ATI LPN
ATI Pediatrics Proctored Exam 2023 with NGN
1. The nurse is preparing to administer vitamin K to a newborn. The mother asks why this injection is necessary. What is the nurse's best response?
- A. It helps the baby's liver function properly.
- B. It prevents bleeding disorders in the newborn.
- C. It boosts the baby's immune system.
- D. It promotes the baby's growth and development.
Correct answer: B
Rationale: The correct answer is B. Vitamin K is administered to newborns to prevent bleeding disorders since they have low levels of vitamin K, which is essential for blood clotting. By providing this injection, the nurse ensures that the newborn has an adequate supply of vitamin K to support proper blood clotting and prevent potential bleeding complications. Choices A, C, and D are incorrect because vitamin K's primary role in newborns is related to blood clotting and preventing bleeding, not liver function, immune system, or growth and development.
2. An 18-month-old child presents with fever, nasal flaring, intercostal retractions, and a respiratory rate of 50 bpm. What is the most appropriate nursing diagnosis?
- A. High risk for altered body temperature - hyperthermia
- B. Ineffective breathing pattern
- C. Ineffective individual coping
- D. Knowledge deficit
Correct answer: B
Rationale: In this case, the child is showing signs of respiratory distress, such as nasal flaring, intercostal retractions, and an increased respiratory rate. These are indicative of an ineffective breathing pattern. The child's compromised respiratory function requires immediate attention and intervention, making 'Ineffective breathing pattern' the most appropriate nursing diagnosis. Choices A, C, and D do not address the respiratory distress the child is experiencing and are not the priority in this situation.
3. What are the MOST important initial steps in assessing and managing a newborn?
- A. Drying and warming the infant, obtaining an APGAR score.
- B. Clearing the airway, keeping the infant warm.
- C. Suctioning the airway, obtaining a heart rate.
- D. Keeping the infant warm, counting respirations.
Correct answer: B
Rationale: The most crucial initial steps in assessing and managing a newborn involve clearing the airway to ensure proper breathing and keeping the infant warm to maintain body temperature. Airway clearance helps prevent respiratory distress, while warmth is essential to prevent hypothermia, a common issue in newborns. These steps are vital in the immediate care of a newborn to support their transition to extrauterine life and ensure their well-being. Choice A is incorrect because obtaining an APGAR score is important but not as critical as clearing the airway. Choice C is incorrect as suctioning the airway is not always necessary and obtaining a heart rate is secondary to ensuring a clear airway and warmth. Choice D is incorrect because counting respirations is not as immediate and crucial as clearing the airway.
4. As a nurse caring for Asana, a 9-year-old girl with the stature of a 4-year-old due to growth hormone deficiency, which of the following will be your priority during follow-up visits?
- A. Vital signs monitoring
- B. Height and weight monitoring
- C. Bone age studies
- D. Dietary assessment
Correct answer: B
Rationale: Height and weight monitoring are essential for evaluating the growth progress in a child with growth hormone deficiency. Regular monitoring helps assess the effectiveness of treatment and ensures appropriate growth trajectory for the child.
5. Which of the following is an abnormal finding when assessing the abdomen of a newborn?
- A. The umbilical cord has two arteries and one vein.

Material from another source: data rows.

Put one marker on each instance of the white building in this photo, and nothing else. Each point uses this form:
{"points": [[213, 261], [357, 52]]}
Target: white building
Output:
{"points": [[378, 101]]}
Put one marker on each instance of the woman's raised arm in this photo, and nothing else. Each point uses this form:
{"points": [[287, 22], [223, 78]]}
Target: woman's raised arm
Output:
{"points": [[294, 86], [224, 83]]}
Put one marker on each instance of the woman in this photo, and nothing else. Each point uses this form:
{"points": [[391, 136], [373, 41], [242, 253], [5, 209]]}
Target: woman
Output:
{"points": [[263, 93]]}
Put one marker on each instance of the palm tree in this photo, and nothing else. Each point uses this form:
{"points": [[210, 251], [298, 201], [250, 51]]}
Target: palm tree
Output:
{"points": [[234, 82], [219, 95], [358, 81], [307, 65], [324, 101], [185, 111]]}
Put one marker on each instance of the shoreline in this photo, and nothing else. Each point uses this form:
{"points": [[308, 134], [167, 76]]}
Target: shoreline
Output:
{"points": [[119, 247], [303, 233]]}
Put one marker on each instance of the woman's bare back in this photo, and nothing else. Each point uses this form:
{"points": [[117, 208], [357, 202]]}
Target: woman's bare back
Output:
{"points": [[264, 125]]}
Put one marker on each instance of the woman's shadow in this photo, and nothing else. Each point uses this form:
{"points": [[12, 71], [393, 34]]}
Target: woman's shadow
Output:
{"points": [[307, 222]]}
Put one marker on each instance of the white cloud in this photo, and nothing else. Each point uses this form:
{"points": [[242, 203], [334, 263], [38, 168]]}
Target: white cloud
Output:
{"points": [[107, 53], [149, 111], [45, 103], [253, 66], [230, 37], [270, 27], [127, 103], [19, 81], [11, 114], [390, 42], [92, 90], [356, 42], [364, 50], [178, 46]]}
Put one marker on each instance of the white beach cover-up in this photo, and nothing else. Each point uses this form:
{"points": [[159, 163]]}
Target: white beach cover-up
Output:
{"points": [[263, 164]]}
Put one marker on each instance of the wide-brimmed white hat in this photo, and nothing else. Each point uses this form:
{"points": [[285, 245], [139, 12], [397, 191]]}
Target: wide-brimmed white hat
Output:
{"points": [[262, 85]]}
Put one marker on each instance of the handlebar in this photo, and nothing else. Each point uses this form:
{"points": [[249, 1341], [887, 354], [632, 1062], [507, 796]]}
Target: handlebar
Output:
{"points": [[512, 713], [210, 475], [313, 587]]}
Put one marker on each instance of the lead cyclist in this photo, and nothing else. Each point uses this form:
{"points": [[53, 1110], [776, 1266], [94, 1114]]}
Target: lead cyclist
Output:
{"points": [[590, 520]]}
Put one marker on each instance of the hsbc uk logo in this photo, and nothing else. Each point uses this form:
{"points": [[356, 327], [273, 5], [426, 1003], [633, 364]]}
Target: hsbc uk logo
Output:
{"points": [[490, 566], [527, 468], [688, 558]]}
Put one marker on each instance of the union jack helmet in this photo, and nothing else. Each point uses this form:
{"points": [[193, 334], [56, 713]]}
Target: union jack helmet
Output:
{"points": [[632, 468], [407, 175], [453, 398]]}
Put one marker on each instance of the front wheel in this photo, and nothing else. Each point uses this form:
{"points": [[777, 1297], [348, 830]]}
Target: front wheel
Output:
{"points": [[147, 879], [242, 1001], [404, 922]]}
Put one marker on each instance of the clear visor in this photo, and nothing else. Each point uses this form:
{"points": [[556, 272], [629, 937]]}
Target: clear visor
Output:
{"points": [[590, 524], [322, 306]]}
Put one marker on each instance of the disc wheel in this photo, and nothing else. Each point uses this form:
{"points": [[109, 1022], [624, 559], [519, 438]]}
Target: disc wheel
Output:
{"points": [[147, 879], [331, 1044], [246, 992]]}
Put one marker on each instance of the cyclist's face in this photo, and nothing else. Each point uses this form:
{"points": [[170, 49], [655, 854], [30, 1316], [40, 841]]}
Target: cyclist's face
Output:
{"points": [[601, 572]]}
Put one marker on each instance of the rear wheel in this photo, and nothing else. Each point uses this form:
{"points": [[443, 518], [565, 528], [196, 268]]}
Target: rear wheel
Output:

- B. The presence of green vomit.
- C. The liver is palpable 1 to 2 cm below the costal margin.
- D. The abdomen is soft and nondistended.
Correct answer: B
Rationale: The correct answer is B. The presence of green vomit in a newborn is an abnormal finding and indicates a possible intestinal obstruction. This finding requires immediate attention and further investigation. Choices A, C, and D are normal findings in a newborn's abdomen assessment. A newborn typically has an umbilical cord with two arteries and one vein, a liver that may be palpable 1 to 2 cm below the costal margin due to its normal size in a neonate, and a soft, nondistended abdomen as expected in healthy newborns.